The secret to a successful life isn’t much of a secret, according to Amegy Bank founder Walter Johnson. Hard work, determination and relationships are all important, he told Bauer College student leaders recognized during an awards ceremony in April.

“If you’re going to be successful, you need to be the hardest working person in the world,” Johnson said. “When I think about what I’ve accomplished in my life, it comes down to work ethic.”

As the event’s keynote speaker, Johnson shared his personal story of humble beginnings where it didn’t seem that college was in the cards to graduating from Texas Christian University in just three years before starting a career in sales and eventually founding one of Houston’s largest banks.

Growing up, Johnson said, he watched his father hold several jobs at a time and work with his hands, helping him take apart cars and put them back together, establishing an appreciation for hard work.

“I grew up the hard way,” he said. “I worked on milk trucks and paper routes, and it was a great way to grow up. You appreciate life more when you work for it.”

After graduating from college, Johnson worked as a typewriter salesman before beginning a career in banking, serving as president and CEO of Allied Bank, which he helped to build from $100 million to $5 billion in assets before it was purchased by First Interstate, which become Wells Fargo.

Over the course of his career, Johnson said, he changed paths a few times before finding his passion.

“Don’t be afraid to quit and start over,” he told the students. “If you make a mistake, correct it.”

More than 20 years ago, Johnson founded Amegy Bank alongside his wife Yvonne after personally raising $21.5 million to capitalize the bank. He took the company public in 1997 and ultimately merged it with Zions Bancorporation in 2006, netting $1.7 billion for shareholders. Today, Amegy has more than $12 billion in assets, 2,000 employees, and more than 85 branches in Houston, Dallas and San Antonio.

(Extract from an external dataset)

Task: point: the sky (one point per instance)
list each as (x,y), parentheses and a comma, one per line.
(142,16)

Johnson said he owes much of his success to the team around him, which includes Amegy President Steve Stephens, a member of the Bauer College Board.

“I have surrounded myself with self-starters,” Johnson said. “They have to be team players. We can’t be successful by ourselves.”

Success is better when it’s shared, he added, noting the importance of service and community engagement. Johnson has chaired many fundraising campaigns for Houston organizations, including Memorial Hermann Healthcare System, Star of Hope and the Boy Scouts of America, among others.

Johnson left the students with one last piece of advice — never quit learning.

“You can always improve your life. Never stop learning,” he said. “I’m 81 and have never stopped. Learning is fun. You learn from reading newspapers, meeting people, networking. You never stop.”